We hear much grievance about past policy decisions opposed by many – the evacuation of Jewish settlements in Gaza and Israeli withdrawal from there; the Oslo accords – and a vengeance analogy to the measures being implemented now against huge popular opposition. But that analogy is totally inaccurate, and not just because of the difference in the dimension of the opposition in these respective cases. What is happening now is not this or that policy change but a fundamental altering of the very system of Israel’s governance, its political DNA. No coalition has the legitimacy to enact such change, unless, as so many have said, there has been a thorough process of deliberation with the Opposition and broad segments of society, and consensus.
This government was conceived in corruption. To our disgrace, the Attorney General and the supposedly Netanyahu-hating Supreme Court, did not disqualify Netanyahu, under indictment and on trial for three serious charges, from running again for the office of Prime Minister – something that is barred to regular Ministers (for the very limited moment, at least), and which standard, logic might dictate, should be applied to the Prime Minister, kal va’homer. He and his backers have decried as a violation of the people’s will any suggestion that he is unfit to head the government because in their view, that will is to exist independent of all standards of clean government. It is no wonder that Netanyahu and Deri, always close but now joined at the hip, as the extraordinary priority given to Deri laws 1 and 2 shows, are wedded to the end of Israel as a constitutional democracy.

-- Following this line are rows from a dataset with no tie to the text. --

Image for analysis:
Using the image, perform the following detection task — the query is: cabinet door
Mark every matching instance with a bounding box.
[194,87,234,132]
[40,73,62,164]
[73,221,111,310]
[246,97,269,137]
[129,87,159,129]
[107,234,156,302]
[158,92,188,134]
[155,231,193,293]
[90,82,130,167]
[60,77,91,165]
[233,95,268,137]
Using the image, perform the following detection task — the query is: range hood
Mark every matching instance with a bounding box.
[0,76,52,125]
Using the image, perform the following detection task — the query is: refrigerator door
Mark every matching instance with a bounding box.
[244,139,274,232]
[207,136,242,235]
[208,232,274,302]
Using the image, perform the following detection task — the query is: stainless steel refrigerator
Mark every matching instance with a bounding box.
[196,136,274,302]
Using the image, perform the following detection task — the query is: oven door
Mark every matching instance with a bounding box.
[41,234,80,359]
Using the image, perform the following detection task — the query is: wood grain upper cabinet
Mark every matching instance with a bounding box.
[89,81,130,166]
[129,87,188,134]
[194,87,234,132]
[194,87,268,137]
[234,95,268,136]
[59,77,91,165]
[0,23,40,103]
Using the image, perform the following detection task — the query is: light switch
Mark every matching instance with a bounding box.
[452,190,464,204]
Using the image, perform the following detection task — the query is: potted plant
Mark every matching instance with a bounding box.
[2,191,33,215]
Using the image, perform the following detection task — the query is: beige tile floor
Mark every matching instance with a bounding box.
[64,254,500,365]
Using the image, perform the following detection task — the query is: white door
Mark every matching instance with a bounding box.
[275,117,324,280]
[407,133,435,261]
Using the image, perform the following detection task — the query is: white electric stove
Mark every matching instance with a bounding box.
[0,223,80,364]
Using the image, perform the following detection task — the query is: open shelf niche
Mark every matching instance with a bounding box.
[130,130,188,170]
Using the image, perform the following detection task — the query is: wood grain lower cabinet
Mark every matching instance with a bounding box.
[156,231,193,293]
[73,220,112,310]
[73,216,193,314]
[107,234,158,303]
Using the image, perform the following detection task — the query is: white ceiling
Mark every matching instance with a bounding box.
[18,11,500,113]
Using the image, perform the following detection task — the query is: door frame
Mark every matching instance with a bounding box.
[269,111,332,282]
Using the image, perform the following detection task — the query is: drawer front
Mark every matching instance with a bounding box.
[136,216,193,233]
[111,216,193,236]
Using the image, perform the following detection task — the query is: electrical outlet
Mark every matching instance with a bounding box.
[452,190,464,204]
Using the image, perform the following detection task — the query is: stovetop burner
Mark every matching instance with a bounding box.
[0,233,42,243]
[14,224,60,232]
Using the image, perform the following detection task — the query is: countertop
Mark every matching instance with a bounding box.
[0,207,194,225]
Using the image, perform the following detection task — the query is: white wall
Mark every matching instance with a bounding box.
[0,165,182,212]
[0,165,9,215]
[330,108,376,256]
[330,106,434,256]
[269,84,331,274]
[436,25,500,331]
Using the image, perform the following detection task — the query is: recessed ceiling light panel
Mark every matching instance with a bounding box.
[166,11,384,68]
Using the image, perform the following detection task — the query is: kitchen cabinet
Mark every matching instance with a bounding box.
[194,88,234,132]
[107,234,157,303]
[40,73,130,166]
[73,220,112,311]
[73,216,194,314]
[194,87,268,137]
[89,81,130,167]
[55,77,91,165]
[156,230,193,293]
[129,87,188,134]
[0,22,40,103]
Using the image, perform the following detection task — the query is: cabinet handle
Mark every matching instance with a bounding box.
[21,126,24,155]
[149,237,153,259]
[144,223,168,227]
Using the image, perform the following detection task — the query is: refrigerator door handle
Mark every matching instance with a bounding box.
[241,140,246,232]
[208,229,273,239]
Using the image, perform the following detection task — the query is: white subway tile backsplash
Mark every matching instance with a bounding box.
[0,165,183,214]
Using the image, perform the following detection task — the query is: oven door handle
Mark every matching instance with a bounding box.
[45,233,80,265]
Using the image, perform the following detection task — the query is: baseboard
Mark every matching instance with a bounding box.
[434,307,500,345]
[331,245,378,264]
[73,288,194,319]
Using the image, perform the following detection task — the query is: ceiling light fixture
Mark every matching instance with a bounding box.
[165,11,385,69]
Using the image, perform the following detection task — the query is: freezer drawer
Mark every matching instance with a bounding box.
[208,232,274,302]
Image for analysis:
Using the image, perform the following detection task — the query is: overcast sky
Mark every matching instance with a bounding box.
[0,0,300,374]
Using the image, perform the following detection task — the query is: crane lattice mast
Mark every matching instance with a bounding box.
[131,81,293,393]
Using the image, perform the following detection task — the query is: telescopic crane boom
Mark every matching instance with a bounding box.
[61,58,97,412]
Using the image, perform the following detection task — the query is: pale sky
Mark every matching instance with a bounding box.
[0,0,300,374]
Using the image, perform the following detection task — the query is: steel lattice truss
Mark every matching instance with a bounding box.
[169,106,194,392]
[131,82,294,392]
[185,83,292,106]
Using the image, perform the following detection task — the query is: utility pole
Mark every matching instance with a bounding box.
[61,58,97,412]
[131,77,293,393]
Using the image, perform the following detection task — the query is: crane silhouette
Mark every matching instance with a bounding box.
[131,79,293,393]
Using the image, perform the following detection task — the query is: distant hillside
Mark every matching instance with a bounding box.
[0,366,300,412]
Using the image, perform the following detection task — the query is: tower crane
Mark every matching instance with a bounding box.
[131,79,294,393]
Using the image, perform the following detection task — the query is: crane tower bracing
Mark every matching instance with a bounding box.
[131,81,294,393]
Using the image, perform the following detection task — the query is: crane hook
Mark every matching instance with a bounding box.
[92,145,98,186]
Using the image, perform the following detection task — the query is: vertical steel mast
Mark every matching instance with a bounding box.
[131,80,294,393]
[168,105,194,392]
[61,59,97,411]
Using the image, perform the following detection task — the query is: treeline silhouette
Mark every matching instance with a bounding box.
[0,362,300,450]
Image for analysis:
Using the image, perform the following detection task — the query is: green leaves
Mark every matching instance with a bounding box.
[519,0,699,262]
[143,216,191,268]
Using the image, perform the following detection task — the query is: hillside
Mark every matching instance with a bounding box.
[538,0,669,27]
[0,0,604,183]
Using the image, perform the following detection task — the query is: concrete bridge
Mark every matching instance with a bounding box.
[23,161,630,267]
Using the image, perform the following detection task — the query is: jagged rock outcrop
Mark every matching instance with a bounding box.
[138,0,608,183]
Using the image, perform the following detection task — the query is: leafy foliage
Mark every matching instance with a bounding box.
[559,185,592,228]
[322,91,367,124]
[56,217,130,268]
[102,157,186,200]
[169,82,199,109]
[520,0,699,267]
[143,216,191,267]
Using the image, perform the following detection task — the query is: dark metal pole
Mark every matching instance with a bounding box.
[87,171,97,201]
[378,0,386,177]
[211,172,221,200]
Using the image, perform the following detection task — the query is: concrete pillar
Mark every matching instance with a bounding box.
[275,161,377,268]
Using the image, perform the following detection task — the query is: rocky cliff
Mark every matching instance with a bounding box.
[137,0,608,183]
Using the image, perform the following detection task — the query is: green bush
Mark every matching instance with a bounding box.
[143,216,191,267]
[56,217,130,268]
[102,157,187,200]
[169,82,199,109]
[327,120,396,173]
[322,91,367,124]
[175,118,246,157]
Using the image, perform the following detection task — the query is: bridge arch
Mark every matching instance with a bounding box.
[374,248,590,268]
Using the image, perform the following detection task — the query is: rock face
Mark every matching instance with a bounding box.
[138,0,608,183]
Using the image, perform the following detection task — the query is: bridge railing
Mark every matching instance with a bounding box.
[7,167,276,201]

Emboldened by the successful rush to passage of key pieces of the overhaul legislation, Netanyahu now openly challenges the limits placed on him in a conflict of interest agreement he signed as the condition of being allowed to run again for Prime Minister, by which he is to recuse himself from all decisions that could affect his own trials. The absurdity of this woeful agreement, the handiwork of former Attorney General, Avichai Mendelblit, is now blasted in technicolor as Netanyahu appoints as Justice Minister a man long wedded to ending Israeli constitutional democracy, who is leading that charge on Netanyahu’s behalf, which he proclaims necessary because he, Yariv Levin, acting as judge and jury, deems Netanyahu’s indictments unfounded. Law number one in which charge, we recall, is the utter politicization of judicial appointments. Allied to that law is another, to force early retirement of sitting justices, so that the coalition can appoint ones better suited to its goals, not least, the exoneration of Netanyahu, and Deri.
In behavior that very shortly ago would have been unimaginable, Levin openly threatens to fire the current Attorney General, Gali Baharav-Miara, who has stood firm about Netanyahu’s conflict of interest agreement and made clear her view that the judicial transformation pushed by this government threatens Israeli democracy, unless she starts to toe the government’s line and behave as all members of the justice apparatus should– as functionaries of the regime.
It is surely true that Netanyahu seeks to abort his trials and avoid a possible jail sentence, whatever the damage to this country in the process. It is also true, as his own recent memoir shows, that Netanyahu sees himself as uniquely—literally, as in, the only one—able to lead Israel. His megalomania and corruption are woven of the same cloth, and to his messianic ends, no means are invalid.